Au sommaire de ce livre, les œuvres de cinq écrivains que l’on rapproche rarement. L’Algérien Rachid Boudjedra, le Belge Henry Bauchau, l’Ivoirien Ahmadou Kourouma, le Marocain Driss Chraïbi et le Québécois Hubert Aquin.

Cinq écrivains francophones, cinq territoires, tous différents à maints égards. Cinq styles également mais cinq tentatives, homologues, pour dire en français hors de France des Histoires et des destins pris dans des situations occultées par les discours dominants.

À la croisée des théories sémiotique, herméneutique, philosophique et postcoloniale, cette étude transversale montre que les fictions francophones proposent souvent, et de façon comparable, une refonte des paradigmes des imaginaires en s’efforçant d’imprimer un cours nouveau à l’Histoire comme aux façons de la dire.

Dès le xixe siècle et Charles De Coster, les romans francophones se sont adossés à l’Histoire pour la réinterpréter. Dissidence, désir de réappropriation et d’invention de nouveaux langages ont été ainsi à l’ordre du jour de façons de dire – et de faire vivre – des identités singulières, minorisées. Leur confrontation avec les Histoires monumentales, anglaise ou française par exemple, et leurs discours, créait une irrésolution. Ces textes la transformèrent en invention d’un transcendant d’un autre ordre, tout sauf monolithique.

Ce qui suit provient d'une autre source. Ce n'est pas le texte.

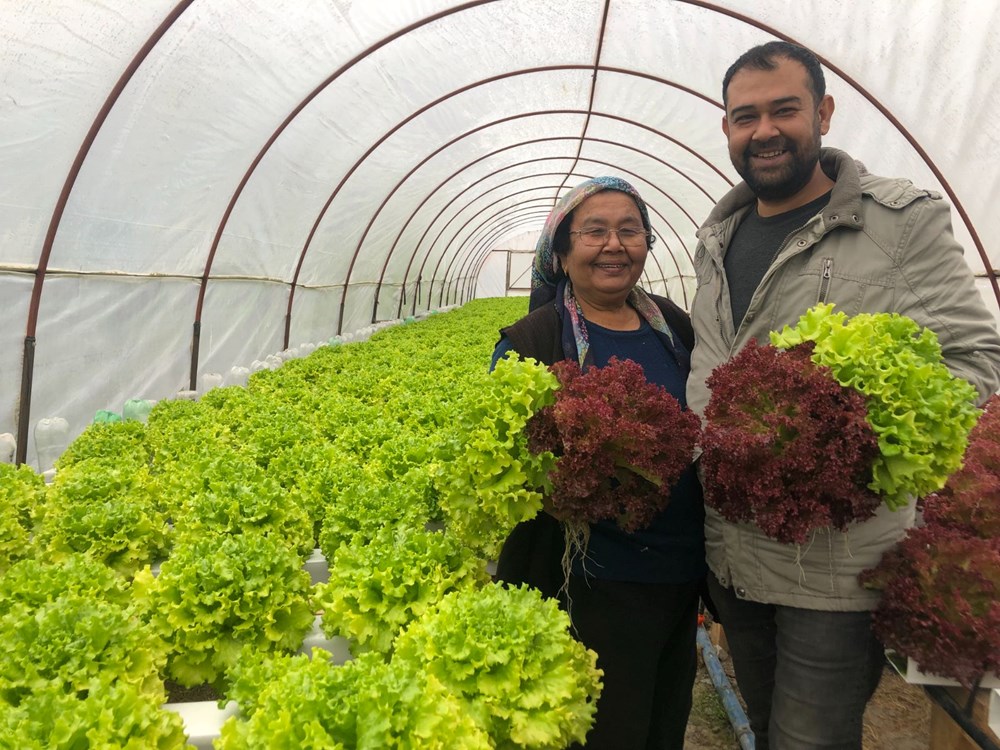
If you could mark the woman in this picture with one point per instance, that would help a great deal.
(636, 604)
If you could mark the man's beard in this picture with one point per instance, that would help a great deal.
(790, 179)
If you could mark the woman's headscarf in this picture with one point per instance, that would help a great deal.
(549, 282)
(546, 271)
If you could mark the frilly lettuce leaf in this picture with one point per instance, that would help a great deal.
(921, 413)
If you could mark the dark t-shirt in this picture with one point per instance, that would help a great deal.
(754, 247)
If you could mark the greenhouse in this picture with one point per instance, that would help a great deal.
(254, 261)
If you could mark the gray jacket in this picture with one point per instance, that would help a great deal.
(880, 245)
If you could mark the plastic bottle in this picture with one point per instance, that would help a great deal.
(209, 380)
(137, 409)
(51, 439)
(238, 376)
(8, 448)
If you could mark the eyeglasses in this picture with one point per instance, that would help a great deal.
(600, 236)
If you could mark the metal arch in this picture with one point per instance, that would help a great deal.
(910, 138)
(670, 254)
(524, 215)
(489, 240)
(28, 361)
(445, 283)
(399, 235)
(517, 145)
(206, 274)
(471, 258)
(425, 108)
(619, 119)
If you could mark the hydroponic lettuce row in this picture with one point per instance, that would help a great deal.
(220, 593)
(620, 444)
(487, 478)
(785, 446)
(368, 704)
(230, 476)
(508, 653)
(21, 492)
(378, 586)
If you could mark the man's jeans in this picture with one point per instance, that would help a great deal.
(806, 675)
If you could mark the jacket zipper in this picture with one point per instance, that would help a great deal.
(824, 280)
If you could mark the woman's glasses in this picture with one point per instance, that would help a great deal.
(600, 236)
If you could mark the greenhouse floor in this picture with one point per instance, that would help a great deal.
(898, 717)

Ce livre montre que les romans francophones construisent un éventail de savoirs et d’images à même de corriger falsifications, oublis et silences de l’Histoire monumentale. Chaos, absurdité, voire folie, ne débouchent pas forcément sur du nihilisme. La fictionnalisation du réel dans les espaces francophones ne s’arrête donc pas au constat de la négativité mais commence en ce point aveugle.

Où l’on voit que de ces « périphéries », auxquelles on aimerait réduire les littératures francophones, naissent des œuvres inventives, qui sont précisément le fruit des marges, et la nécessité de créer d’autres formes d’approches du fait littéraire et des œuvres.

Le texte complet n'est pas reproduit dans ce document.